In calculating the number of nights to be spent by L with the father pursuant to that order, I have assumed that the alternate weekends do not quite amount to 26 each year because of the further provisions for contact in the summer, at Easter and in October, in which perhaps two or three of the alternate weekends each year might find themselves subsumed; but there could be argument about that.
(a) Quite apart from the point made at (b) below, the father would be required to pay less by way of child support if he were migrated into the new regime referred to in [3] above. The recorder should have had an eye to the injustice of the father's continued enclosure within the old regime and should have sought to mitigate it by preserving his discount referable to day to day care.(b) Had the father been migrated into the new regime, the effect of the recorder's order in reducing the amount of staying contact would not have been entirely to eliminate the father's discount in respect of child support. In that under the order L is directed to spend with him a number of nights each year which falls between 52 and 103, he would, if subject to the new regime, have been liable to pay only six-sevenths of what he would otherwise have been liable to pay: see s.11(6) of, and para. 7(4) of Schedule 1 to, the Act of 1991 as amended. The recorder should have borne this paradox in mind and have relieved the father from unjust exposure to it by declining to favour any reduction in the number of nights to less than 104 each year.

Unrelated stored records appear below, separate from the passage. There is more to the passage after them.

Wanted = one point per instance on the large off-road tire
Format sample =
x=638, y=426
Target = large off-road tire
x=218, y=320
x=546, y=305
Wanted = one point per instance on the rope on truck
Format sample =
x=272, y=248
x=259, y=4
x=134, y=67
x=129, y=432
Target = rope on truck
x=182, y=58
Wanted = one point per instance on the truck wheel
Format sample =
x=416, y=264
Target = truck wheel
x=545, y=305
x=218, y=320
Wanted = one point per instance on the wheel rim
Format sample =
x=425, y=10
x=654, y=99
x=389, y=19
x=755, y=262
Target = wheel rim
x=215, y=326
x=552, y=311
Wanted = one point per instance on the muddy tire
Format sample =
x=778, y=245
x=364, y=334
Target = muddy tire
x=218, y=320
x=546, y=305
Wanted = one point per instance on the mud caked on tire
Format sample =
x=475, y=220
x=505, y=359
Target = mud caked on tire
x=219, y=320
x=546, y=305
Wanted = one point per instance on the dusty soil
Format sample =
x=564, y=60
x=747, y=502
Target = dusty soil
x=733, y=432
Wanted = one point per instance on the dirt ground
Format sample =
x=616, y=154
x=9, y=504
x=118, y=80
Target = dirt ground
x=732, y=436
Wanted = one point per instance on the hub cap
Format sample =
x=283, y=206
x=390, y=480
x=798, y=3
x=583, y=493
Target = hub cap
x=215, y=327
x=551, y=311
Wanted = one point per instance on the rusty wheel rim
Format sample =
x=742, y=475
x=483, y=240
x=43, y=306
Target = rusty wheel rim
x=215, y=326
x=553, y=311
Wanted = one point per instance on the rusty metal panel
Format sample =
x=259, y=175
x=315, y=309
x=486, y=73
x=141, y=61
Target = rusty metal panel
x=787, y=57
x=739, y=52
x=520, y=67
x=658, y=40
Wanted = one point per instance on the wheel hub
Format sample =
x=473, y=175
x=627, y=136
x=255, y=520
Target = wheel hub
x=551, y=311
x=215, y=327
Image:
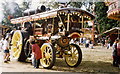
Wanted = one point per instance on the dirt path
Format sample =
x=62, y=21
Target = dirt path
x=94, y=60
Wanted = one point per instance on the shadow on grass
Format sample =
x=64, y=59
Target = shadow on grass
x=86, y=66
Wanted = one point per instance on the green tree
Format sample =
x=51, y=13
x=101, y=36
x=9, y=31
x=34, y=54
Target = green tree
x=103, y=23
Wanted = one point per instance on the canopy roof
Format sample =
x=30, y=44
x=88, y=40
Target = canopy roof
x=51, y=14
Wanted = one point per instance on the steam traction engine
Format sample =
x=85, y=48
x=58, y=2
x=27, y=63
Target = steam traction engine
x=53, y=31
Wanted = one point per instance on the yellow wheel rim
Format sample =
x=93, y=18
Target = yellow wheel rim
x=16, y=44
x=74, y=56
x=46, y=55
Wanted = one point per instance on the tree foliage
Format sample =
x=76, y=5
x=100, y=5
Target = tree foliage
x=103, y=23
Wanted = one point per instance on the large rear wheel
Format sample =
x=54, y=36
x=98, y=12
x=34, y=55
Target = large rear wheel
x=48, y=56
x=17, y=46
x=73, y=56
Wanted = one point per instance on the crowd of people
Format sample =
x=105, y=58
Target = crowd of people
x=36, y=52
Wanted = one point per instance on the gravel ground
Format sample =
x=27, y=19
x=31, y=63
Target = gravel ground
x=98, y=59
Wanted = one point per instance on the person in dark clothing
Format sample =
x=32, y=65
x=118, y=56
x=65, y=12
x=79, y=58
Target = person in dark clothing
x=115, y=56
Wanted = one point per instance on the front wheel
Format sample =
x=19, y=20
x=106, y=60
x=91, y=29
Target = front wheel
x=74, y=55
x=48, y=56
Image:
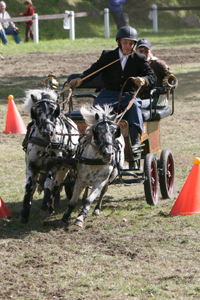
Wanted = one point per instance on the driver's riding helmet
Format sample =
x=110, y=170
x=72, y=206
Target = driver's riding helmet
x=128, y=33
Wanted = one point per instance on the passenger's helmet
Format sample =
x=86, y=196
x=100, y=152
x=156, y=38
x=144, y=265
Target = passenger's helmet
x=128, y=33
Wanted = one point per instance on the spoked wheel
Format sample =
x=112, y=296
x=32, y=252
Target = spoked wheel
x=167, y=173
x=151, y=179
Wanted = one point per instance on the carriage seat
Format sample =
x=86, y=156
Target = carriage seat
x=153, y=113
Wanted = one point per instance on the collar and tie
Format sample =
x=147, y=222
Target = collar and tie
x=123, y=60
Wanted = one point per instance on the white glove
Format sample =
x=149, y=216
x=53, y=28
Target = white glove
x=139, y=81
x=76, y=82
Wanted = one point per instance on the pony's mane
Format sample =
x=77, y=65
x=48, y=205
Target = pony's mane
x=28, y=102
x=90, y=113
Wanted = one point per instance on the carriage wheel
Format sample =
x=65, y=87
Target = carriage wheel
x=151, y=179
x=167, y=174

(c) It is absurd to consider that the extra costs incurred by the mother referable to L in the event of her spending an extra 12 nights each year in the mother's home would amount to anything approaching £1,445 per annum. The recorder should have avoided making an order which would so manifestly over-compensate the mother for such extra costs as she would incur as a result of it.
(d) The reduction of £1,445 per annum or of any other substantial sum in the father's disposable income renders him unable to make direct payments for the benefit of L during periods of contact at the level at which he would otherwise have made them. Thus the order did not serve L's welfare although such should have been the recorder's paramount consideration under s. 1(1) of the Children Act 1989. Furthermore, in considering what order to make, the recorder was required by s. 1(3)(f) of the Act to have regard to the capacity of each parent to meet L's needs, including to their financial capacity to do so and thus to the effect of possible alternative orders upon such capacity.